Gdzie prawo i sprawiedliwość?

2010-04-27 2:45

No i jak tu się na niektórych z PiS nie wkurzać. Na ich brak szacunku dla kandydata na prezydenta Jarosława Kaczyńskiego. Teraz kiedy kampania idzie o rzeczy wielkie i przyszłość, wychodzą sprawki małe i brudne - wkurzał się szwagier. - Choć może i dlatego wychodzą właśnie teraz? - kombinował dalej. Ale fakty są.

Pewna działaczka PiS została prezesem w Radiu Olsztyn, bo była sąsiadką poprzedniego szefa Rady Nadzorczej. Też z tej partii. Panią, trochę po roku pracy, zawieszono w obowiązkach. Tak była zdolna. Ale zawieszenie trwało półtora roku, zanim udało się ją zwolnić. W sumie za nicnierobienie z publicznej kasy wzięła pół miliona złotych (piszemy o tym na str. 6). I... czuje się skrzywdzona.

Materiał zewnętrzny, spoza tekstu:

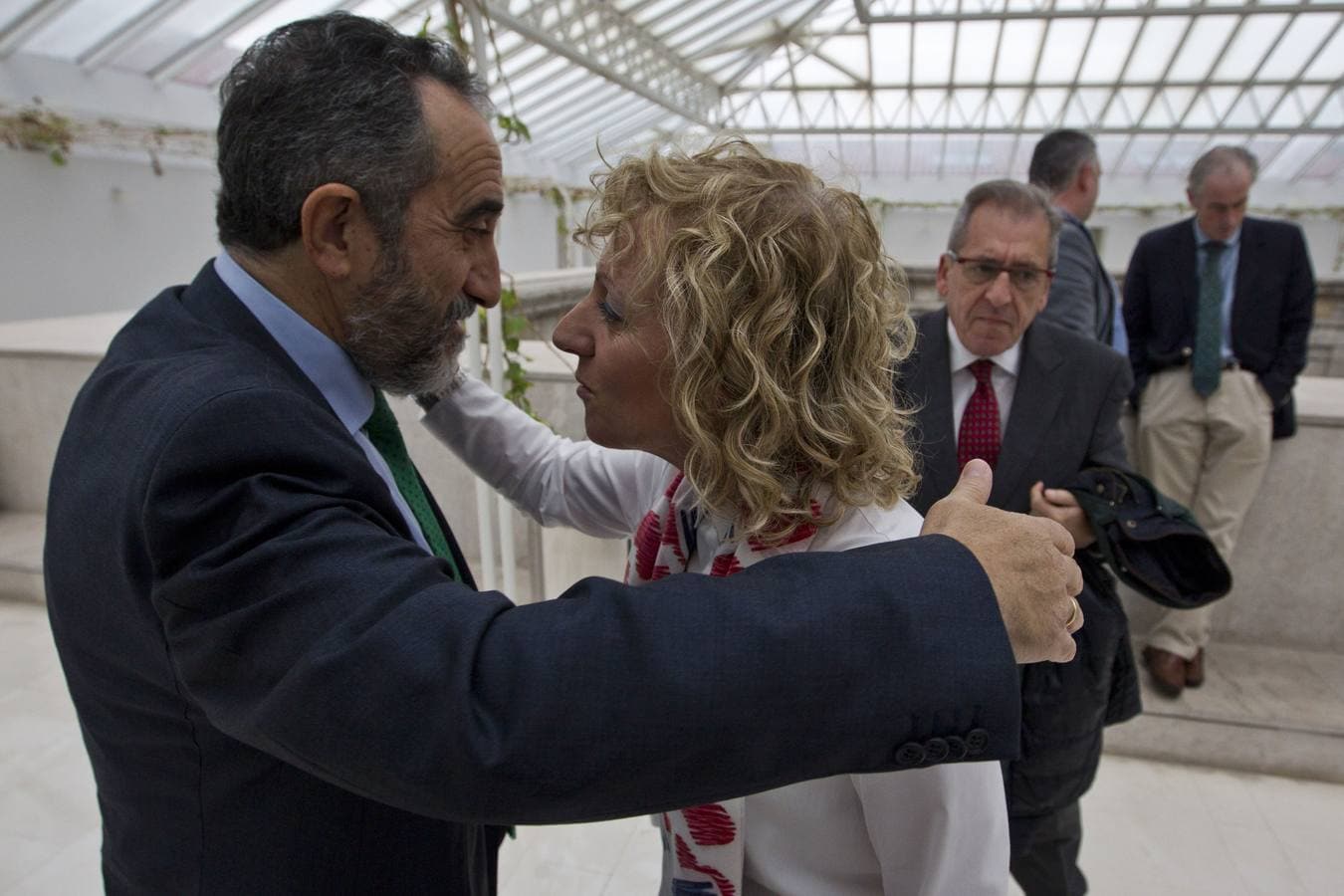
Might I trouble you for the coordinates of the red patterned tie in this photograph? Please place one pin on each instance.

Inna zaś radna klubu PiS z Częstochowy (wprawdzie do PiS nie należy, ale z listy tej partii startowała) została złapana na gorącym uczynku w nielegalnej rozlewni gorzały. Widać... też lubiła pieniądze... za nic.

I te przypadki kandydatowi źle wróżą. Więc apeluję do państwa z PiS, by przejrzeli szeregi. I pozbyli się tych, którzy obywatelom źle służą. I panu Jarkowi też.